Journal of Experimental Medicine ◽

10.1084/jem.178.5.1523 ◽

1993 ◽

Vol 178 (5) ◽

pp. 1523-1530 ◽

Cited By ~ 84

Author(s):

D B Straus ◽

A Weiss

Keyword(s):

T Cell ◽

Tyrosine Kinase ◽

Tyrosine Phosphorylation ◽

Kinase Activity ◽

Antigen Receptor ◽

Tyrosine Kinase Activity ◽

Cell Antigen Receptor ◽

Cell Antigen ◽

Signaling Function ◽

Signaling Events

Recent work indicates that signaling events resulting from stimulation of the T cell antigen receptor (TCR) can be initiated by the CD3 complex (gamma, delta, epsilon) as well as the zeta chains of the receptor. To help characterize the signaling function of CD3 we examined its associated tyrosine kinase activity since induction of tyrosine phosphorylation is one of the earliest signaling events. Our results indicate that at least two kinases, lck and ZAP-70, contribute to the CD3-associated kinase activity. A likely target of this activity is the CD3 complex itself since we observed that TCR stimulation resulted in rapid tyrosine phosphorylation of the CD3 epsilon and delta chains.
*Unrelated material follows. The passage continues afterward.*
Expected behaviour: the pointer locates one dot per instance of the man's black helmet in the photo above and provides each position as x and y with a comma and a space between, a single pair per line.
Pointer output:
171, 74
To examine the function of the CD3 epsilon chain in particular, we constructed a chimera that fused the extracellular and transmembrane domains of CD8 to the cytoplasmic domain of CD3 epsilon. This chimera demonstrated that CD3 epsilon was independently capable of associating with proteins having tyrosine kinase activity, including ZAP-70. Our results show that the kinase activity that associates with the CD3 complex has characteristics that are quite similar to the previously characterized zeta-associated kinase activity. This finding suggests that both these components of the TCR initiate signaling events using a common mechanism. However, differences in their signaling function could result from recognition of distinct substrates.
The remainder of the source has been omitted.